Was ich vorschlage, ist also ein AGKT-Doppelbeschluß, der – stark verkürzt – einerseits die alte AGKT-Totalablehnung aufhebt, um einzelne Techniken oder Anwendungsgebiete zu tolerieren, andererseits eine verstärkte politische Auseinandersetzung mit der „molekularen Sicht auf das Lebendige“ führt.
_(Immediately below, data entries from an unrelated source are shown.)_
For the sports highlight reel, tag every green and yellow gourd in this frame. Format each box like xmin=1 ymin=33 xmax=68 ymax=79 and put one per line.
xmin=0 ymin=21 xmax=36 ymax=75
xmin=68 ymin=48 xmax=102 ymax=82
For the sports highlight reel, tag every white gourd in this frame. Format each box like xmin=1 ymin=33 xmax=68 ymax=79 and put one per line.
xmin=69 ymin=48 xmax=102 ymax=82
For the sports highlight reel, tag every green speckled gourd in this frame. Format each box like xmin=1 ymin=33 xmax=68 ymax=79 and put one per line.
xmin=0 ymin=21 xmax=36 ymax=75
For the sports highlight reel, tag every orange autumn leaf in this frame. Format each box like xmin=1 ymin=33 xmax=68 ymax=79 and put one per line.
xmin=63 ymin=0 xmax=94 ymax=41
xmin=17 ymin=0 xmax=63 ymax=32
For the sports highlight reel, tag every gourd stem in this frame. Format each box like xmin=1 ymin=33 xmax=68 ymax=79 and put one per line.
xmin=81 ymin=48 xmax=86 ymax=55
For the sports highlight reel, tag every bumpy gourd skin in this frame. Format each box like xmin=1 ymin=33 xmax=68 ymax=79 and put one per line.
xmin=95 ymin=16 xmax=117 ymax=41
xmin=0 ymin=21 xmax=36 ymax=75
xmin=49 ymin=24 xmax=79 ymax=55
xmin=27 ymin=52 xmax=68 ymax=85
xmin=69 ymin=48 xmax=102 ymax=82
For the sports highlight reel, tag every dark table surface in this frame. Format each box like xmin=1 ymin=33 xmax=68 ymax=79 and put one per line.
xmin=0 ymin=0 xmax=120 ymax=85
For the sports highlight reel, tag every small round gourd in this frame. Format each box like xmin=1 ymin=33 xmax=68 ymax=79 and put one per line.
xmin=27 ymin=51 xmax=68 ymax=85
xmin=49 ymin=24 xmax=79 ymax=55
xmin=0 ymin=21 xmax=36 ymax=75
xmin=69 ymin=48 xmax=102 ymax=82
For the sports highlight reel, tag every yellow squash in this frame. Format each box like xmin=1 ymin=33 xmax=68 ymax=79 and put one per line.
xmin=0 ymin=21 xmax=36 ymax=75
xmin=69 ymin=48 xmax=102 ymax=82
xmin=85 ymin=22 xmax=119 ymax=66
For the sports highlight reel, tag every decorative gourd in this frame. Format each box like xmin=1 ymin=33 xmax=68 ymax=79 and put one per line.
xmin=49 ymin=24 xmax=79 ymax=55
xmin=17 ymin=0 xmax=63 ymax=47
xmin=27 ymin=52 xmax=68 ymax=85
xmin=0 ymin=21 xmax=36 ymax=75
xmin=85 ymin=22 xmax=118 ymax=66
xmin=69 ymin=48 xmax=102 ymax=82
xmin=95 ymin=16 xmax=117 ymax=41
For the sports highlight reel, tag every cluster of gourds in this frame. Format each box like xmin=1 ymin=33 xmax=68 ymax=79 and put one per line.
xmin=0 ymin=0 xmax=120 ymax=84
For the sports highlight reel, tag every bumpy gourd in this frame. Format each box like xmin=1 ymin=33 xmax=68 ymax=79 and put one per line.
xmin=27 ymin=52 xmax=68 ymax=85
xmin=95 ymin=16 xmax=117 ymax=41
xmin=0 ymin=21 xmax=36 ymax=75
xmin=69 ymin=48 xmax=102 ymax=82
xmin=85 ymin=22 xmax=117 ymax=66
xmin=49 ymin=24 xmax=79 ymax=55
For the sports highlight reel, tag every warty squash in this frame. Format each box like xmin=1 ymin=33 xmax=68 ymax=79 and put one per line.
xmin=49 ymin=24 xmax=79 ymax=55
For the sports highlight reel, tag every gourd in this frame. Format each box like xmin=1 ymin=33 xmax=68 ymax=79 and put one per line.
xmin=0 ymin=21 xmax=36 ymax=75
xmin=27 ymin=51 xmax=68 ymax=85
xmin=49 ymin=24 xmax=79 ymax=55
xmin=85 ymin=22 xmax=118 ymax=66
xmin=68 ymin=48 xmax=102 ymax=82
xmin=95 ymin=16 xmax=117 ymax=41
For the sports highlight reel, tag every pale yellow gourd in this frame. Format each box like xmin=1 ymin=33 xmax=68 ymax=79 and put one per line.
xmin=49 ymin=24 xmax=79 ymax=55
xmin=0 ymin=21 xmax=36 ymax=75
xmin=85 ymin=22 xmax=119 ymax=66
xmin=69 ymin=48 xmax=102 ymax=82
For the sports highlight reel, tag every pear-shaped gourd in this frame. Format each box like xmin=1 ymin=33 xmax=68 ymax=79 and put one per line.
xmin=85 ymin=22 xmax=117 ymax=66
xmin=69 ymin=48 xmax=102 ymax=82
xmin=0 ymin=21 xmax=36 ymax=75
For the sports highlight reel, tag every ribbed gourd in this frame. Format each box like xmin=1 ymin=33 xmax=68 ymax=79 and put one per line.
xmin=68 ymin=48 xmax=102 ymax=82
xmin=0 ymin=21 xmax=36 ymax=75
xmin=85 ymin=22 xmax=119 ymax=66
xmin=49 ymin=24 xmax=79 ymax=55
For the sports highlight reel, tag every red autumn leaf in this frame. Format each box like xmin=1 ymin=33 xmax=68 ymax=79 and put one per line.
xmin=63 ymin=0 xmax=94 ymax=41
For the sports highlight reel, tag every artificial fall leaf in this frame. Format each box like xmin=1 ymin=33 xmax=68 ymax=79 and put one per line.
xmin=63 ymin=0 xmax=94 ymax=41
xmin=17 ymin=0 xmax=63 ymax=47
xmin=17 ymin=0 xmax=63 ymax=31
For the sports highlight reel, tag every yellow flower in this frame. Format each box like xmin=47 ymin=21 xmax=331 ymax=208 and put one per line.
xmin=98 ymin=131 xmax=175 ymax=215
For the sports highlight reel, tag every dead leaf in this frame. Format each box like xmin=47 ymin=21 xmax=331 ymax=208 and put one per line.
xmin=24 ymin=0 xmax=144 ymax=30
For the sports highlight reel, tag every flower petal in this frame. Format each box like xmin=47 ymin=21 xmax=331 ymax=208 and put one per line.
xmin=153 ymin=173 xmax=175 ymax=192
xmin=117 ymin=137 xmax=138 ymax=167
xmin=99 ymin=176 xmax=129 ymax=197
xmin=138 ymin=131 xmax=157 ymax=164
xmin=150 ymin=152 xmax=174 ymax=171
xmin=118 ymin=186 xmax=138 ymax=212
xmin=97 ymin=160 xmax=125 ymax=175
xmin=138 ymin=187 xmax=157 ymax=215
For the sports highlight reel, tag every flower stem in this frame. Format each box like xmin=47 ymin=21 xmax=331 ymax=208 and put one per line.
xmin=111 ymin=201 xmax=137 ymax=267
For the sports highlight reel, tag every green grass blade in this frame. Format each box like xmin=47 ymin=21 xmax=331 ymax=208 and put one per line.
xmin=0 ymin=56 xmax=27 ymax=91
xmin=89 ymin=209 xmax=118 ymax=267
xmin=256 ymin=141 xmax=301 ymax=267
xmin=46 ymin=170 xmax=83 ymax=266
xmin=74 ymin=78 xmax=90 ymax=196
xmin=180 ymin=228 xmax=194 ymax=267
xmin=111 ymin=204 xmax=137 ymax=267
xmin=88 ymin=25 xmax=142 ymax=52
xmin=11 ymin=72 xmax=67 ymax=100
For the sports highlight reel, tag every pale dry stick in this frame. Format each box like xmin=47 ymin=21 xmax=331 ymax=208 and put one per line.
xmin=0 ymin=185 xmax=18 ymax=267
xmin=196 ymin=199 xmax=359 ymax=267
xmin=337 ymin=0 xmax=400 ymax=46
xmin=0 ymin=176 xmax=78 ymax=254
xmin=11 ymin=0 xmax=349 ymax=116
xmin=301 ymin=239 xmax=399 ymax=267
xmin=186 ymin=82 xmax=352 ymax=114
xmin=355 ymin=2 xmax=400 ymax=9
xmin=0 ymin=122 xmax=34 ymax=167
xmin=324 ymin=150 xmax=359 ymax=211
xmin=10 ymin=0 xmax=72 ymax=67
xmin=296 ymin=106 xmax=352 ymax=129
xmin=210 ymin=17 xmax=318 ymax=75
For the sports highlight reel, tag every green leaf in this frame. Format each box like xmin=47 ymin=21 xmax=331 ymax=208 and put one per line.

Es kann nicht unsere Aufgabe sein, Absolutionen für Sündenfälle zu geben. Angesichts der oben begründeten Ablehnung einer Technikfolgenabschätzungsdebatte geht es hier um das Ziehen etwas gröberer politischer Linien. Es nutzt aber überhaupt nichts, dies als moralisches Individuum zu tun. Ich möchte sehr wohl, daß die AGKT politikfähig ist, dies allerdings zu unseren Bedingungen. Das Ziehen der politischen Linien muß als kollektiver Prozess fast zwangsläufig “work in progress“ sein. Es genügt dabei nicht, gegen das Klonen von Menschen einzutreten, nur die wenigsten Vertreter des Befürworterkonglomerats aus Universitäten, politischer Macht und Pharmakonzernen sind ja bekennende Dr. Frankenstein-Nachfolger. Ein „pro bonum, contra malum“ ist also ein Allgemeinplatz, ein wenig schwieriger wird es schon werden. Ziel einer solchen Debatte kann keine glatte AGKT-Position sein, die elegant die bestehenden Widersprüche ausklammert oder zukleistert. Angesichts der Komplexität des Themas geht es zunächst vor allem um das eigene Denken. Das ist aber schon eine ganze Menge.